Porque, al menos en apariencia, México quiere acabar con
esta minería rudimentaria y cruel, a la que sus defensores prefieren
denominar «artesanal». Un primer intento fue la reforma laboral del año
pasado, pero el párrafo que aludía a este asunto se volatilizó
misteriosamente en la redacción final. En abril de este año, la Cámara
de Diputados aprobó por fin una modificación de la ley, que prohíbe
extraer carbón en esas condiciones y establece multas y penas de cárcel
en caso de accidente mortal. Los primeros en protestar por la medida de
los parlamentarios fueron los propios mineros, que, puestos a afrontar
males cotidianos, prefieren el riesgo al hambre.

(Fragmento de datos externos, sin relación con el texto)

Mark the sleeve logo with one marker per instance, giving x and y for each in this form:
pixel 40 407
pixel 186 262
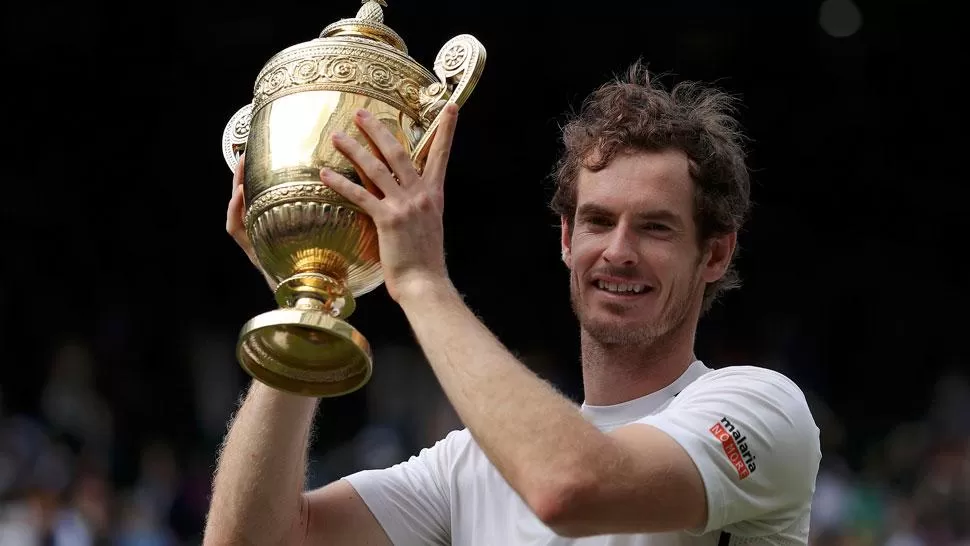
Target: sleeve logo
pixel 735 445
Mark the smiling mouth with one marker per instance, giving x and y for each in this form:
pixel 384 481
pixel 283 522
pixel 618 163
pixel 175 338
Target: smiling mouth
pixel 622 289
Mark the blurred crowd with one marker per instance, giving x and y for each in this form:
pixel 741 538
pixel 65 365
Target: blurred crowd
pixel 61 482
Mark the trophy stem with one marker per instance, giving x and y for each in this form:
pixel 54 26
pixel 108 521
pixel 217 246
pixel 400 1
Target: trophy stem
pixel 318 292
pixel 305 347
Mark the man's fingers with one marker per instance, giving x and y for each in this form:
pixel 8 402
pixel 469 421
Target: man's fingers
pixel 354 193
pixel 387 147
pixel 239 175
pixel 440 152
pixel 236 211
pixel 367 163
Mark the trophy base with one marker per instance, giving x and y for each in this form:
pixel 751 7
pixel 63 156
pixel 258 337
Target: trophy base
pixel 305 351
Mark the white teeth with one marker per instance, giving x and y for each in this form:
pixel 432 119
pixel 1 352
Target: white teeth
pixel 620 287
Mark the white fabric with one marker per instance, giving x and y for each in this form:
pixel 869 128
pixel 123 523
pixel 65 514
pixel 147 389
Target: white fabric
pixel 734 422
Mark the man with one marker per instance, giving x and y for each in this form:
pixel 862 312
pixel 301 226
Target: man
pixel 652 190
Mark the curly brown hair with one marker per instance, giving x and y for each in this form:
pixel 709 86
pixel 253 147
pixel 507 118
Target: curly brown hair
pixel 634 113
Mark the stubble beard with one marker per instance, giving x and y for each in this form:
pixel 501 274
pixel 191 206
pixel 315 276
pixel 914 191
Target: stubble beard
pixel 645 335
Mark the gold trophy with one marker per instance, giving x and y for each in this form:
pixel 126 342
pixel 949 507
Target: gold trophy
pixel 320 248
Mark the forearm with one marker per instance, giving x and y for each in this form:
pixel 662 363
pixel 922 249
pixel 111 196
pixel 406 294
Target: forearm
pixel 536 437
pixel 258 488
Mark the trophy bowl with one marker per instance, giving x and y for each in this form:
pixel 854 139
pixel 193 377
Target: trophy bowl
pixel 320 249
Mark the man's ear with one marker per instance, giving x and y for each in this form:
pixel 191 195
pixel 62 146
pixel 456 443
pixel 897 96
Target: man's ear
pixel 566 240
pixel 719 252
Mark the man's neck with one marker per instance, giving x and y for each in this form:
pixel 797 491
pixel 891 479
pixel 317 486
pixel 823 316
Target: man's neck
pixel 613 374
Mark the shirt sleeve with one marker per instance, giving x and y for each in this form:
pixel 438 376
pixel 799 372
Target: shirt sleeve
pixel 411 500
pixel 752 436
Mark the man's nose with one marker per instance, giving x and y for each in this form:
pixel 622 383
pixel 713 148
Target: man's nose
pixel 622 248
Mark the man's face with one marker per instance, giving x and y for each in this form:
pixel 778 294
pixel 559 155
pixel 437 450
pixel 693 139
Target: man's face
pixel 637 271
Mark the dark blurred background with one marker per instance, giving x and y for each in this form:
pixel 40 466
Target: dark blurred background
pixel 121 293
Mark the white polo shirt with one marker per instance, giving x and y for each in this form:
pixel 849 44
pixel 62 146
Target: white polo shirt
pixel 749 430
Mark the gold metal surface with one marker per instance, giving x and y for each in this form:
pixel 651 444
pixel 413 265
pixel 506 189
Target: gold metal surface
pixel 321 249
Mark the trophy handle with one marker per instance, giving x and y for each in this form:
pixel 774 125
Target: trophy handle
pixel 235 136
pixel 459 66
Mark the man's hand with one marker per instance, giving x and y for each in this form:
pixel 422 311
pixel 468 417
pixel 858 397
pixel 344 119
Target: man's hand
pixel 235 215
pixel 409 216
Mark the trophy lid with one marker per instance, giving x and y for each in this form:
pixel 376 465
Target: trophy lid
pixel 368 23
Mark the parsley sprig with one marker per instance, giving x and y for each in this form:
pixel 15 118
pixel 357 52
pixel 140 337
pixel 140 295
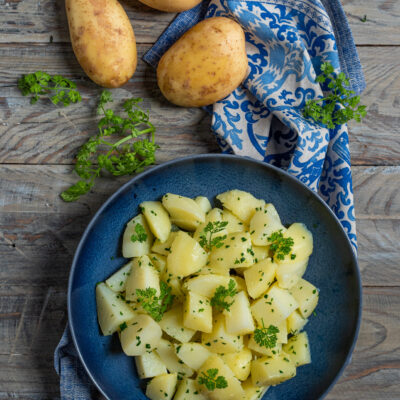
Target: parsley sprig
pixel 155 305
pixel 221 293
pixel 141 235
pixel 40 84
pixel 124 157
pixel 266 337
pixel 211 380
pixel 206 238
pixel 339 106
pixel 280 246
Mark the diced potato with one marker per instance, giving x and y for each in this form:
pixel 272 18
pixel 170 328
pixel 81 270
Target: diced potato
pixel 268 371
pixel 259 277
pixel 238 320
pixel 236 252
pixel 117 281
pixel 306 295
pixel 303 241
pixel 166 351
pixel 239 363
pixel 157 218
pixel 253 392
pixel 164 248
pixel 203 203
pixel 298 349
pixel 234 223
pixel 192 354
pixel 136 248
pixel 264 222
pixel 206 285
pixel 197 313
pixel 242 204
pixel 295 322
pixel 219 340
pixel 184 212
pixel 159 262
pixel 187 390
pixel 172 324
pixel 274 307
pixel 233 390
pixel 143 275
pixel 141 335
pixel 162 387
pixel 186 256
pixel 112 311
pixel 149 365
pixel 288 272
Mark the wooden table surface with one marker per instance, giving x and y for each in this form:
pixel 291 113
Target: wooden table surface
pixel 39 232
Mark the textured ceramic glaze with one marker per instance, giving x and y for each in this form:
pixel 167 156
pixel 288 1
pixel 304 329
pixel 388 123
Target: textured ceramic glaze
pixel 332 268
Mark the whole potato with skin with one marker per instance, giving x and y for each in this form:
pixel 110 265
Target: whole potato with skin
pixel 103 40
pixel 171 5
pixel 206 64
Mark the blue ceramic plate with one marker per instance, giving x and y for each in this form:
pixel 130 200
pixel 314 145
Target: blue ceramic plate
pixel 332 268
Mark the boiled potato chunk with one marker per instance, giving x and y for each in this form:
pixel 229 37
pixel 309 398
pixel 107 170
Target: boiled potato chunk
pixel 239 363
pixel 236 252
pixel 149 365
pixel 187 390
pixel 259 277
pixel 242 204
pixel 141 335
pixel 219 340
pixel 238 320
pixel 268 371
pixel 172 324
pixel 233 389
pixel 117 281
pixel 295 322
pixel 143 275
pixel 192 354
pixel 162 387
pixel 111 310
pixel 186 256
pixel 166 351
pixel 298 349
pixel 274 307
pixel 184 212
pixel 264 222
pixel 306 295
pixel 197 313
pixel 138 247
pixel 157 218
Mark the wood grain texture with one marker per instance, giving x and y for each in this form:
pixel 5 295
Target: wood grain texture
pixel 43 134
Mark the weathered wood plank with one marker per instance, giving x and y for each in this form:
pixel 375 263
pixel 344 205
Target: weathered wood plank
pixel 32 320
pixel 39 134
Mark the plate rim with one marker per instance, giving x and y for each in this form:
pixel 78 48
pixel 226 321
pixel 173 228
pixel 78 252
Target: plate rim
pixel 180 160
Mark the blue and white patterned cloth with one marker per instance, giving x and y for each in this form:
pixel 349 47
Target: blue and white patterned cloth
pixel 286 43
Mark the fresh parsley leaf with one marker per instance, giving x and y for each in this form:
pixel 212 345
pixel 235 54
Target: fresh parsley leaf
pixel 280 246
pixel 339 106
pixel 221 293
pixel 124 156
pixel 266 337
pixel 211 380
pixel 206 238
pixel 155 305
pixel 141 235
pixel 40 84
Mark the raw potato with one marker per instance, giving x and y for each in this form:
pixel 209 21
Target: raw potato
pixel 171 5
pixel 111 310
pixel 205 65
pixel 103 40
pixel 157 219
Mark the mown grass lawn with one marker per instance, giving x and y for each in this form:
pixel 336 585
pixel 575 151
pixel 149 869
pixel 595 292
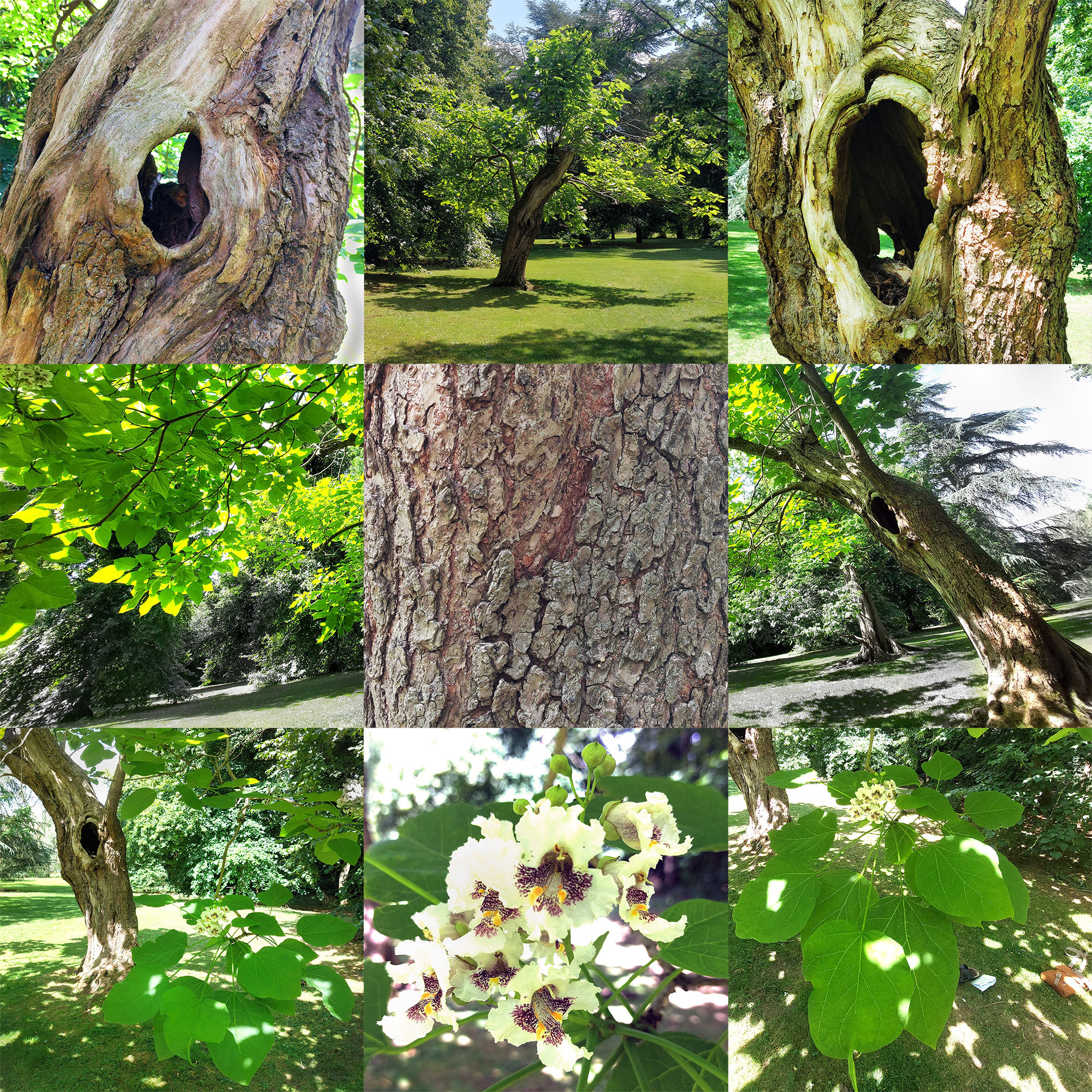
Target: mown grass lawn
pixel 749 307
pixel 663 302
pixel 54 1041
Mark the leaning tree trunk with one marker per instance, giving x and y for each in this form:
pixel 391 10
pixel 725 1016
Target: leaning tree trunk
pixel 939 129
pixel 1036 676
pixel 877 645
pixel 545 547
pixel 258 87
pixel 91 848
pixel 751 759
pixel 526 220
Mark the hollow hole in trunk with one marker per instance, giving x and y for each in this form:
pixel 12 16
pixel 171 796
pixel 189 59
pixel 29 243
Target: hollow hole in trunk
pixel 881 188
pixel 884 515
pixel 89 839
pixel 170 183
pixel 40 147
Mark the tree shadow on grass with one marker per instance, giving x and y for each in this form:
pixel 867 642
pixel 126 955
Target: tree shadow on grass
pixel 705 340
pixel 449 293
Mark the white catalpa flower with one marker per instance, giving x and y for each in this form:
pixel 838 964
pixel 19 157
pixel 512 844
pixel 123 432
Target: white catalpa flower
pixel 430 978
pixel 635 894
pixel 545 998
pixel 483 865
pixel 493 971
pixel 648 826
pixel 438 923
pixel 560 891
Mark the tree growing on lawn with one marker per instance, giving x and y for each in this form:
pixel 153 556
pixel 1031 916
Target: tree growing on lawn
pixel 556 145
pixel 936 128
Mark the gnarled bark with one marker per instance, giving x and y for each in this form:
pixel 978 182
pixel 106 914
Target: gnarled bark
pixel 751 759
pixel 547 547
pixel 877 645
pixel 258 87
pixel 526 219
pixel 91 848
pixel 940 130
pixel 1036 676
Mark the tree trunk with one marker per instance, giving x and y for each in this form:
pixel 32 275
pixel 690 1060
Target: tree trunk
pixel 937 129
pixel 1036 676
pixel 751 759
pixel 91 848
pixel 258 87
pixel 526 220
pixel 547 547
pixel 877 645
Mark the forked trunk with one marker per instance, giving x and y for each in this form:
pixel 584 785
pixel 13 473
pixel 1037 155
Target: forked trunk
pixel 934 128
pixel 751 761
pixel 1036 676
pixel 547 547
pixel 91 848
pixel 526 220
pixel 248 274
pixel 877 645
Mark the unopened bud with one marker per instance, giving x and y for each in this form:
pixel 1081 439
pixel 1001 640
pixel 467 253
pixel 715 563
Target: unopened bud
pixel 595 755
pixel 561 765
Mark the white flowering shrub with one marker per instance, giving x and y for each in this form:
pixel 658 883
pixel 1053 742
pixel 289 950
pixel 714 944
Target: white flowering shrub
pixel 490 913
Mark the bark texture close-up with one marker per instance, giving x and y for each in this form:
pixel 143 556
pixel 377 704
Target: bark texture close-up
pixel 939 129
pixel 545 547
pixel 253 228
pixel 91 848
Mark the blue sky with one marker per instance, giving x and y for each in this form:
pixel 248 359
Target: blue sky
pixel 503 13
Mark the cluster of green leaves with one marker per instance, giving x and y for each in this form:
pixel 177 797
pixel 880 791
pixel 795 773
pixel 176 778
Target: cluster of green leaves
pixel 238 1025
pixel 120 455
pixel 881 966
pixel 32 33
pixel 410 873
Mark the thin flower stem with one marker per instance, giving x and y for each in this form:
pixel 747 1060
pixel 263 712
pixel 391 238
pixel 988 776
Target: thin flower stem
pixel 507 1083
pixel 608 1066
pixel 398 876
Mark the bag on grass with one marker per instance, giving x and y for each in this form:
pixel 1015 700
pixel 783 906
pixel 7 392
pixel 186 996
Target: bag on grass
pixel 1064 980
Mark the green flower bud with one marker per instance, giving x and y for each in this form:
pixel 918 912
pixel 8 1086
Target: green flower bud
pixel 595 755
pixel 561 765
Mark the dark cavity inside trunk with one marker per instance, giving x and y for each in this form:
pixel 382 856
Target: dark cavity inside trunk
pixel 882 188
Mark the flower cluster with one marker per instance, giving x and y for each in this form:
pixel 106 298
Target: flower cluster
pixel 514 898
pixel 871 801
pixel 213 920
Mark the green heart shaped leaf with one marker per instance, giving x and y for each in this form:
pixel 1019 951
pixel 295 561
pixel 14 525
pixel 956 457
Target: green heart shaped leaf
pixel 778 903
pixel 943 767
pixel 993 811
pixel 808 838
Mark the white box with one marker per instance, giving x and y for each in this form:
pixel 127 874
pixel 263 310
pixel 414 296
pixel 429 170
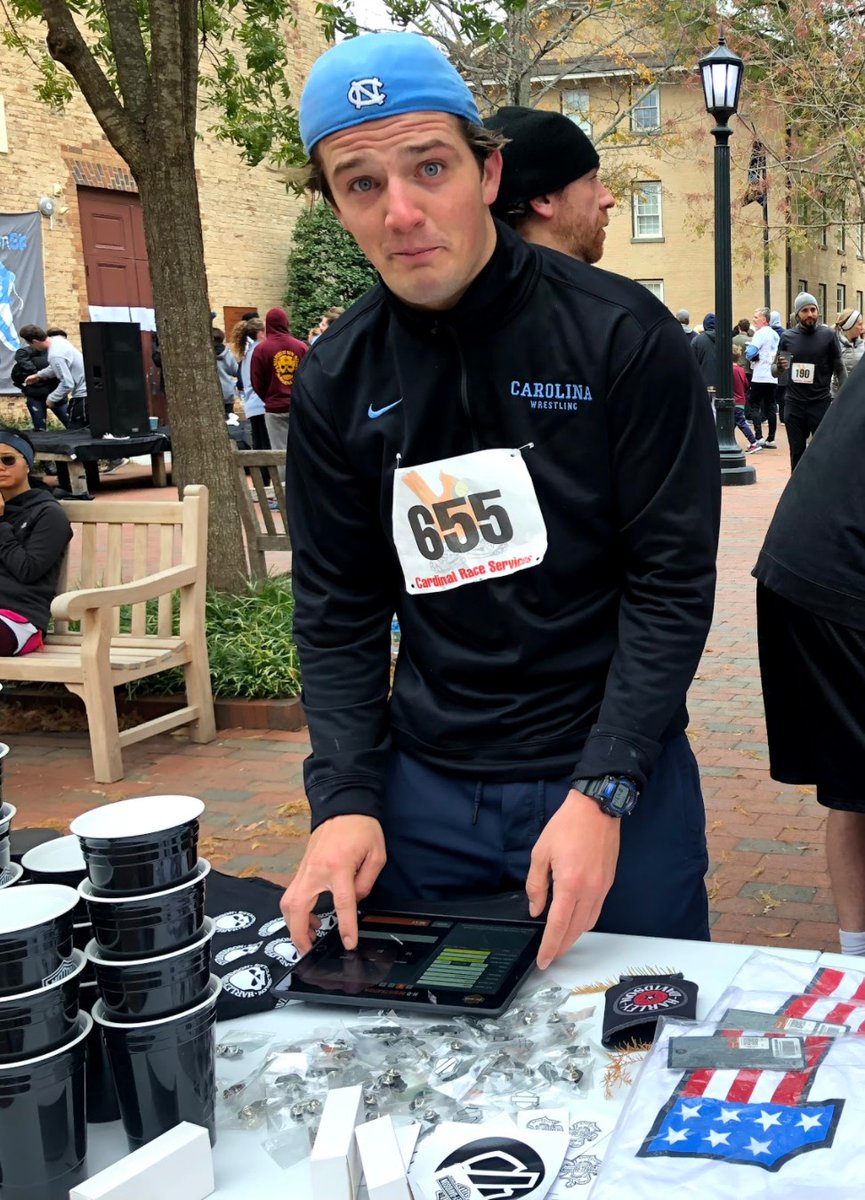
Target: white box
pixel 383 1164
pixel 335 1159
pixel 179 1165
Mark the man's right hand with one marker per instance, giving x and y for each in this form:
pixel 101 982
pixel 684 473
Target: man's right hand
pixel 344 857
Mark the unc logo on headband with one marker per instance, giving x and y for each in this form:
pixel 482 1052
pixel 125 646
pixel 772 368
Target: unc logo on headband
pixel 366 93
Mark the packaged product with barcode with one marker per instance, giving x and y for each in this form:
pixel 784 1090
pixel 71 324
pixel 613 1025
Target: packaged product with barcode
pixel 739 1051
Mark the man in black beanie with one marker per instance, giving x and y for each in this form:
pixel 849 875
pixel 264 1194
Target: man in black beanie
pixel 551 192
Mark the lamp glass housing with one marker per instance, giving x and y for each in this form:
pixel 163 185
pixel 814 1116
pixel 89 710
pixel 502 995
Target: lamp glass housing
pixel 722 72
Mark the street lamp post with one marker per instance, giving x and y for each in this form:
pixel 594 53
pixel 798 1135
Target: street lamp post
pixel 722 73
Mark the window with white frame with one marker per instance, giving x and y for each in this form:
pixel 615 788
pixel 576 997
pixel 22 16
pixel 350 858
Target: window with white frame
pixel 575 105
pixel 648 221
pixel 654 286
pixel 646 113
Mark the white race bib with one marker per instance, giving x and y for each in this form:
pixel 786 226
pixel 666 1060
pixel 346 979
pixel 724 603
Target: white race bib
pixel 464 520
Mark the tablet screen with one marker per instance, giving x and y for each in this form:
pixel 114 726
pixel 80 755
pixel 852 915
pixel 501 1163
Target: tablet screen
pixel 410 960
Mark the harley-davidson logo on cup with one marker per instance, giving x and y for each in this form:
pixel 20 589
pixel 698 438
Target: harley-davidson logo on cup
pixel 648 999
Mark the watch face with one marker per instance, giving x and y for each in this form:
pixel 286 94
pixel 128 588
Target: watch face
pixel 623 799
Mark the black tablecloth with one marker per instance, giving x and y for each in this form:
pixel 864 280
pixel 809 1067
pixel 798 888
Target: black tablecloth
pixel 84 447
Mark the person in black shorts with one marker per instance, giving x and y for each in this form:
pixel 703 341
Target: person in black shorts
pixel 811 636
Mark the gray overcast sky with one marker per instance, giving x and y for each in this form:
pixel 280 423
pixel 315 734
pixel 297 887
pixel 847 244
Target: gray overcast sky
pixel 371 13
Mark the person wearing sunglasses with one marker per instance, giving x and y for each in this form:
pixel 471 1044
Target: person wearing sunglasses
pixel 34 535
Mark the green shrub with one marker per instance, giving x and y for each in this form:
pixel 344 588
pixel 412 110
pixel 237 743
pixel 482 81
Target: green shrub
pixel 250 642
pixel 325 268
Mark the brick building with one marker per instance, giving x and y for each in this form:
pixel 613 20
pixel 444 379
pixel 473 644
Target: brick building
pixel 92 244
pixel 661 231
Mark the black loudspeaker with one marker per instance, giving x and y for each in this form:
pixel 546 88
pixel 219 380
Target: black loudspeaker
pixel 114 373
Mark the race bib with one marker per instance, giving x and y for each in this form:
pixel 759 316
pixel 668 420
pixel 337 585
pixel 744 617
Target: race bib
pixel 464 520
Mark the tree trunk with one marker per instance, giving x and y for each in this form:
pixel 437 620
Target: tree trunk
pixel 200 447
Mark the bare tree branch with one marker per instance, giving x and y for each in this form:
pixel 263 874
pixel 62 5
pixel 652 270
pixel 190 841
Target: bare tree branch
pixel 67 47
pixel 131 58
pixel 174 66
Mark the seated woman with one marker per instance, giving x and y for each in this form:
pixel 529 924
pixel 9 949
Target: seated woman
pixel 34 535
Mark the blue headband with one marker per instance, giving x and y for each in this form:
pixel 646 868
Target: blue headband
pixel 377 76
pixel 19 444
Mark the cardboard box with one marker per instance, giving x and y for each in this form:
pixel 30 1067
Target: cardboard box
pixel 335 1161
pixel 384 1169
pixel 179 1165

Se han clausurado
algunas explotaciones, pero las entidades que están atentas al proceso
aseguran que no servirá de nada, porque las sanciones en caso de que
fallezca algún minero son ridículas -el equivalente a 18.000 euros- y
los que pueden acabar en prisión son los capataces y supervisores, no
los empresarios.
Los hijos de Gloria
«En realidad, estos cambios aseguran su continuidad y
permanencia», concluye la organización Familia Pasta de Conchos, la más
tozuda y decidida en su activismo contra la minería irregular. Su nombre
hace referencia a un desastre que conmovió a la sociedad mexicana: en
febrero de 2006, en San Juan de Sabinas, una explosión de gas mató a 65
trabajadores de una mina de carbón. Solo se han recuperado dos de los
cadáveres. Muy cerca de allí se produjo el siniestro más grave
registrado en un pocito durante los últimos años. Ocurrió precisamente
en Sabinas, el lugar donde están tomadas las fotografías que ilustran
estas páginas. En mayo de 2011, una explosión de gas en un pozo de 60
metros de profundidad sepultó a catorce mineros. No hubo supervivientes,
y el adolescente de 14 años que estaba de ganchero perdió un brazo.
Las muertes en estas minas se producen con penosa
frecuencia y suelen ensañarse con algunas familias, ya que es habitual
que a varios parientes los contrate la misma empresa. No es raro que un
par de hermanos fallezcan juntos, y también hay casos como el de Gloria
Arellano: en 2010, su hijo Ramón nunca regresó de su primera jornada de
trabajo, atrapado por una inundación en el pocito 'Boker', y dos años
después corrió la misma suerte su hijo Fidencio, que perdió la vida
junto a seis compañeros en la explosión de metano de 'El Progreso',
propiedad de un exalcalde. Los que tienen mejor suerte son izados a la
superficie después de su turno, baldados y con el cuerpo bañado en polvo
negro, pero con el alivio de haberse ganado la vida un día más.